My dad has always valued education and hard work. “If you work hard and study hard, and you fuck up, that’s okay. If you fuck up and you fuck up, then you’re a fuckup,” he’s said to me on more than one occasion. But there are a lot of other factors besides effort that go into a successful and enjoyable school experience. Probably the most important one is how you fit in socially.
When I entered junior high, I was five feet tall, weighed eighty pounds, wore gigantic glasses, and—according to my grandpa—sounded like a tiny woman. I sort of knew where I stood, physically, when on a trip to Sea World, a caricature artist drew a picture of me and it didn’t look all that exaggerated. I was basically a character a lazy screenwriter might come up with while half-assing a script: stereotypical nerd. My mom thought “awkward” just meant I was creative. So when I was heading into seventh grade, she talked my dad into sending me to a performing arts school where all the kids were just as awkward. But after seventh grade, my parents decided that the school was a waste.
“I didn’t see them make you
By the start of eighth grade I still hadn’t hit my growth spurt, and I looked the same as I had a year prior. In fact, I think my voice might actually have been higher.
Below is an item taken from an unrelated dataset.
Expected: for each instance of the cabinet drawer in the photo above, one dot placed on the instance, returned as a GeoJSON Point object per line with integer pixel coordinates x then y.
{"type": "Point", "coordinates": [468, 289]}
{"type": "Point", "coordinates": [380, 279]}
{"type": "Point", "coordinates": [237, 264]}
I had a good idea how eighth grade was going to go about five minutes into my first day.
“Justin Halpern,” I announced when my homeroom teacher asked for my name.
A big kid with a mustache named Andre leaned over to me. “Eh, puto,” he whispered.
“Yeah?” I said, nervous.
“Why you sound like a fucking bitch?”
Fast-forward a year later to when I entered high school. I had grown several inches, I felt more confident, and I was being called “fag” around 85 percent less. I had a few friends, and everybody who had picked on me in eighth grade basically left me alone now.